Kars'ta kızgın bir güneş var, güneş
âşık... Kenti çepeçevre saran yüksek dağlar karla kaplı, kar
âşık... Akşama doğru güneş iyice alçaldığında, ortaya yayılan
kızıllıkta, Hitit, Huri, Urartu, Kimmer, Gregoryen, İskit, Sasani,
Bizans, Selçuk ve Osmanlı'dan esen bir rüzgâr Kars Kalesi'ni
okşuyor, rüzgâr âşık, bulutlar âşık...
Nereye baksam aşk ve âşıkları görmem boşuna değil. Gönlümün
gözleri, yalnız onları görüyor, onları dinliyor, onları duyuyor...
Kars'ta, Birinci Türkiye Âşıklar Bayramı var! (Yaşam sürprizlerle
dolu: Bir gün önce İstanbul'da Vladimir Ashkenazy 'nin sihirli
piyanosunu dinliyordum, bu akşam Kars'ta Anadolu'nun tüm
birikimini omuzlamış türküleri dinlemeye doyamıyorum.)
Ülkenin her köşesinden (her köşesi demem laf gelişi değil, tam 81
ilden) gelmiş 190 halk ozanı yani, ''Âşıklar'' , Kars'ta
birbiriyle yarışıyor; türküleri, atışmaları, sazı, sözü,
eleştiriyi, cinası, taşlamayı, hüneri, dil ve akıl çabukluğunu
gönül ve can yoldaşlığını yarıştırıyor.

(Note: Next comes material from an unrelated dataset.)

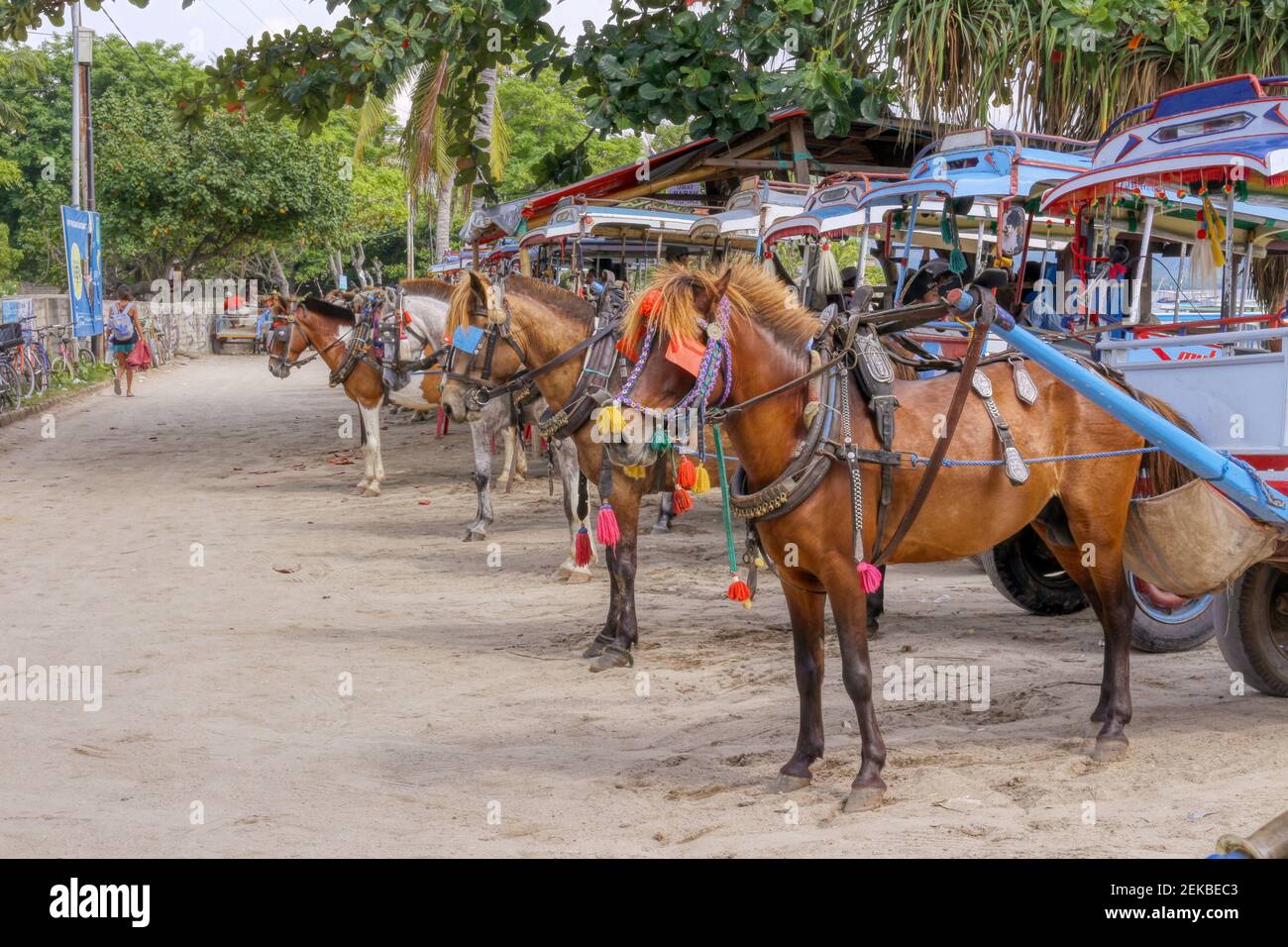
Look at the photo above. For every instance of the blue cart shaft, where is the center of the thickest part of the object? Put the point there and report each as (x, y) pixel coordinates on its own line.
(1241, 486)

Evet, bu bir yarışma ama
bence daha çok bir paylaşma... 16. Yüzyıl'dan bu yana süre gelen
sözlü şiir geleneğinin ''Âşıklığın'' paylaşılması...

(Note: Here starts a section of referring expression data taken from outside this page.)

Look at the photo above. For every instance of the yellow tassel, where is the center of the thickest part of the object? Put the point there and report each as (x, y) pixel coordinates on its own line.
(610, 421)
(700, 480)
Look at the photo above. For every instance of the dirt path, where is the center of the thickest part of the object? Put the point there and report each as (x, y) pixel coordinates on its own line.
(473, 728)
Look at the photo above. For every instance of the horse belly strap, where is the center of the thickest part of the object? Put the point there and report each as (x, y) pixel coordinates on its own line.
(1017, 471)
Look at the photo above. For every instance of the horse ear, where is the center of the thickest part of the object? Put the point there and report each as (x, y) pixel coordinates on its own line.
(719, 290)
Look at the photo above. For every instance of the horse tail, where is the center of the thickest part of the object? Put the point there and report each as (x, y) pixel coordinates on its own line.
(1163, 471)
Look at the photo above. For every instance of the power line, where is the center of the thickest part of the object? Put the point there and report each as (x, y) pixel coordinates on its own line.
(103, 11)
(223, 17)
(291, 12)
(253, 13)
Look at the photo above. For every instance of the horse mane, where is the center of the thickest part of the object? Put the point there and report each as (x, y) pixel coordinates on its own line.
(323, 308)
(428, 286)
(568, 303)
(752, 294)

Bugüne dek bu yarışma, yani Âşıklar Atışması Konya'da yapılırmış,
en fazla 50 Âşık katılırmış. Şimdi ilk kez Kars'ta yapılmasını,
çok büyük bir organizasyonla titiz seçimlerle böylesi büyük bir
katılım sağlanmasını, buralılar, ''Âşıklar yuvaya döndü'' , ''40
yıllık düş gerçekleşti'' diye sevinçle karşılıyor ve Kars Kültür
Merkezi'nin salonunu hınca hınç dolduruyor...
Âşıklar Bayramı, yörenin en usta sanatçısı, herkesin sevgilisi,
çok kısa bir süre önce 66 yaşında hayata gözlerini yuman Âşık
Murat Çobanoğlu'nun adını taşıyor. Zaten şölen de onun mezarını
ziyaretimizle başladı. Tüm Âşıklar ellerinde bir karanfil,
omuzlarında sazlarıyla gelmişlerdi. Murat Çobanoğlu gibi Devlet
Sanatçısı olan yine Karslı Âşık Şeref Taşlıova'yı dinlerken
gözyaşlarını tutamıyorlardı.
Bu görkemli olayın mimarı, Kars Belediye Başkanı Naif Alibeyoğlu.

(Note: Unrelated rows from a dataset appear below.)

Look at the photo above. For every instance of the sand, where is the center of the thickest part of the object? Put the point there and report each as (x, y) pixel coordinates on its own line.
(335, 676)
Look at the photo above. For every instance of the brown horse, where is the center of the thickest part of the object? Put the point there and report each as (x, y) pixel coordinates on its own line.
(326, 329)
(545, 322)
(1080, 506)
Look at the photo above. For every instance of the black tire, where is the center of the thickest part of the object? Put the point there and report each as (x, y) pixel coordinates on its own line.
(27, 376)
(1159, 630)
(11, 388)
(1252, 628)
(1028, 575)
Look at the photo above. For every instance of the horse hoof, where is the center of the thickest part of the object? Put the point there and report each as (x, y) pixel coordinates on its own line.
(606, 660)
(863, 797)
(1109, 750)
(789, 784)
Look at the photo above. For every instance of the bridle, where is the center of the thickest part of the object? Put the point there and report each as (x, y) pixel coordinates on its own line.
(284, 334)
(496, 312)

Onun isabetli deyişiyle ''Âşıklık, bu sözlü edebiyat, halkın
içinde mayalanır; toplum bilinciyle bilenir; kültürümüzün
toplumsal dinamiğini oluşturur...''
Yarışmayı izlerken, bu sözlerin gerçekliğini daha iyi anlıyorum.
Güncel, sıradan bir olaydan destansı epik konulara uzanan çok
geniş bir yelpazeye yayılıyor atışmalar. Şikâyet, eleştiri bol,
ama başkaldırı, direniş daha da bol! Sahne ve salon birlikte soluk
alıp veriyor. (Daha önce izlediğim opera ya da klasik müzik
yarışmalarında, jüriyi etkilememek için izleyicilerin alkışlaması
yasaktı, burada serbest!)
İlk kez böyle bir yarışmaya tanıklık ediyorum. Çok ilginç! Kafkas
Üniversitesi, Karadeniz Üniversitesi, Dicle Üniversitesi ve
Atatürk Üniversitesi öğretim üyelerinden, araştırmacılardan, müzik
uzmanlarından oluşan jüri de sahnede. Yarışmacılar iki iki sahneye
çıkıp birbirine rakip oluyor. Yarışmaya katılan 190 ozanın en
genci 13, en yaşlısı 80 yaşında. Ve sıkı durun: 190 yarışmacı
içinde bir tek kadın var: ( ''Bir tek'' denmez ama vurgulamak için
söylüyorum:) Âşık Sarıcakız . Eskişehir doğumlu ama İstanbul'dan
katılıyor. (Ayrıntılar, dönüşümde.) En çok sayıda katılım
Erzurum'dan...
Yarışma on bir ayrı dalda. Kolay iş değil: Örneğin ''İrticalen
Divan Dalında'', jüri üyesi bir dize veriyor, (buna ''ayak
vermek'' deniyor) sahnedeki iki yarışmacı o dizeye uygun doğaçlama
yapıp hem kafiyeyi tutturacaklar, hem divanı (13 heceyi)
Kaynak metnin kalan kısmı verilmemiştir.